Yang pertama-tama membuat istilah ini dan konsepnya sekalian adalah Imam Syafi’i radliyallahu ‘anh.
Yaitu ada dua hadits yang tampaknya bertentangan. Menghadapi hal yang seperti ini, pertama-tama yang
harus dilakukan adalah melakukan al-jam’u, melakukan kompromi. Hal yang seperti ini mengajarkan
kepada kita bahwa tak mungkin kita memahami satu hadits, tanpa dikaitkan dengan hadits yang lain. Kita
tidak akan memahami hadits “firra minal majdzûmi..,” kalau tanpa dikaitkan dengan hadits “laa
‘adwa…”. Sebaliknya, kita tidak akan memahami apa arti daripada “laa ‘adwa…” kalau tanpa dikaitkan
dengan “firra minal majdzûmi..”. Ini artinya bahwa, penularan itu tidak ada dengan tabiatnya sendiri.

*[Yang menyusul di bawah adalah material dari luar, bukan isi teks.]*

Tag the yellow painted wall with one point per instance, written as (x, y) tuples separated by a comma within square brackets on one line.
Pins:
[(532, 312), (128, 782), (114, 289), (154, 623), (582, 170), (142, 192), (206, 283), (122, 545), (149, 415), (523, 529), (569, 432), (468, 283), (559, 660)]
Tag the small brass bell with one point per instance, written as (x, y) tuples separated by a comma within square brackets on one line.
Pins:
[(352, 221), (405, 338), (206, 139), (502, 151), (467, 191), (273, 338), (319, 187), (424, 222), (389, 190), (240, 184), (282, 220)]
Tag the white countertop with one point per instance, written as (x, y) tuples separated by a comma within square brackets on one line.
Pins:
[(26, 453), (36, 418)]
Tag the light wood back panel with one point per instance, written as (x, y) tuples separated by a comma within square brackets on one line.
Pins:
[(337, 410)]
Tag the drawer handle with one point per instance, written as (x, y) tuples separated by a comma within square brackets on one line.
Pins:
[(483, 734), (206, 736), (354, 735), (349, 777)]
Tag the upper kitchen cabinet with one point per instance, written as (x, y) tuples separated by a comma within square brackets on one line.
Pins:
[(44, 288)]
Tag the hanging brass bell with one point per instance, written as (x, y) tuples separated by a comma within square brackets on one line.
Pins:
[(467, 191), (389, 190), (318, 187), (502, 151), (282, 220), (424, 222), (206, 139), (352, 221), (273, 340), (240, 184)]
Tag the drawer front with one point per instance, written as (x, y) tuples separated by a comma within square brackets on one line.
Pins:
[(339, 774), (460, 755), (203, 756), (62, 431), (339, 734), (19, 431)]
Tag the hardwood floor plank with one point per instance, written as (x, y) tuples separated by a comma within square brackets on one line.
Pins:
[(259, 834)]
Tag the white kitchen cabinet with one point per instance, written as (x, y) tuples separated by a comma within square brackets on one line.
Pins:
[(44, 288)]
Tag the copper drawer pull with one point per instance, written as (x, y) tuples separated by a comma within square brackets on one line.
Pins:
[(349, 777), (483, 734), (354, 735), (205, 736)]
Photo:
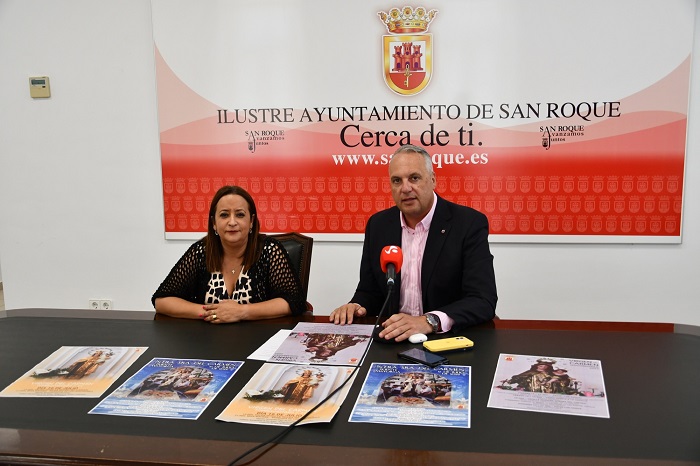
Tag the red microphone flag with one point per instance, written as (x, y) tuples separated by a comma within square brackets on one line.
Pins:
[(391, 255)]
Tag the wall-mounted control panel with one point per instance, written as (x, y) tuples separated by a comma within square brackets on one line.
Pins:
[(39, 87)]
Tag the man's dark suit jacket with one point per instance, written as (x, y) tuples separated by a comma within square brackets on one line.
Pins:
[(457, 274)]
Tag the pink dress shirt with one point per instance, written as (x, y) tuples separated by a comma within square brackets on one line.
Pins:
[(413, 246)]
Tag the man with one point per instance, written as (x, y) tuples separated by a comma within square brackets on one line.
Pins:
[(447, 280)]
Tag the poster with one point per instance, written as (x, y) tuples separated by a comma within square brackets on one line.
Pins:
[(169, 388), (75, 372), (280, 394), (549, 385), (573, 132), (413, 394), (330, 344)]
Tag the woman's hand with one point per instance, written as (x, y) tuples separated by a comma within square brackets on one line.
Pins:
[(345, 313), (224, 312)]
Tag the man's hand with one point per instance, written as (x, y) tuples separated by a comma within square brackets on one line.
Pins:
[(345, 313), (401, 326)]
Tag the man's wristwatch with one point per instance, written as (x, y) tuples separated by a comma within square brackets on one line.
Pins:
[(433, 321)]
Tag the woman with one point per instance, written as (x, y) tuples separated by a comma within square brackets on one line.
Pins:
[(234, 273)]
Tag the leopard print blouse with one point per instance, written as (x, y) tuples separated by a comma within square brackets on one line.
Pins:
[(270, 277)]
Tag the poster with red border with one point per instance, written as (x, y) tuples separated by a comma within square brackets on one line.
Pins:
[(560, 123)]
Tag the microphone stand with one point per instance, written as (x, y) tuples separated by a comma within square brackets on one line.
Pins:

Tidak ada sesuatu yang menular dengan tabiatnya sendiri. Sebaliknya: penularan itu ada dengan
kehendak Allah SWT. Kehendak Allah SWT terkait dengan penularan ini akan terjadi jika dikaitkan
dengan salah satu sebab. Salah satu sebab yang menyebabkan penularan adalah “mukhalathathus
shahiihi lil mariidli,” yakni berkumpulnya orang sehat dengan orang yang sakit. Berkumpulnya
orang sehat dengan orang yang terjangkit penyakit kusta. Jadi kalau dua hadits ini dimaknai, bahwa pada
hakikatnya penularan itu tidak ada, terkecuali kalau dikehendaki oleh Allah SWT, melalui sebab-sebab
yang Allah SWT sendiri ciptakan. Dalam kondisi darurat perang saja masih dianjurkan shalat jamaah,
mengapa saat menghadapi virus Corona dilarang? Shalatul khauf atau shalat dalam suasana perang
termasuk di dalamnya adalah shalat jamaah, sesungguhnya melihat tata-caranya itu, merupakan
perpaduan antara ajaran tawakal, dilihat dari satu sisi, dan ajaran mawas diri dan waspada. Di dalam Al-
Qur’an dikatakan: walya’khudzu khidzrahum, hendaklah mereka itu mawas diri dan waspada. Ini kan
dalam rangka kehati-hatian dan waspada. Tetapi menghadapi Corona ini kan tak bisa dibagi, karena
kita tidak tahu Corona sekarang sedang ada di mana? Tidak bisa dibagi-bagi jamaah itu, seperti
jamaah dalam suasana perang, kan? Tak mungkin. Oleh karena itu tidak ada jalan lain kecuali ya
dilarang itu. Seandainya kita tahu bahwa yang sedang mengidap Corona itu Si A, barangkali SI A ini
dikeluarkan saja dari masjid. Atau Coronanya berada di selatan. Walhasil, ya tak mungkin kita melakukan
antisipasi sebagaimana kita melihat musuh yang kasat mata, yaitu manusia itu. Para ulama sendiri tidak
mungkin berfatwa menyangkut pelarangan tanpa lebih dulu tanya kepada para dokter dan ahli kesehatan.
Mereka wajib ditaati. Kalaupun ada sebagian ulama yang berbeda, meskipun jumlahnya sangat sedikit,
namun negara kita sudah mengikuti para ulama yang melarang. Dengan demikian, maka seluruh warga
negara terikat dengan keputusan negara itu.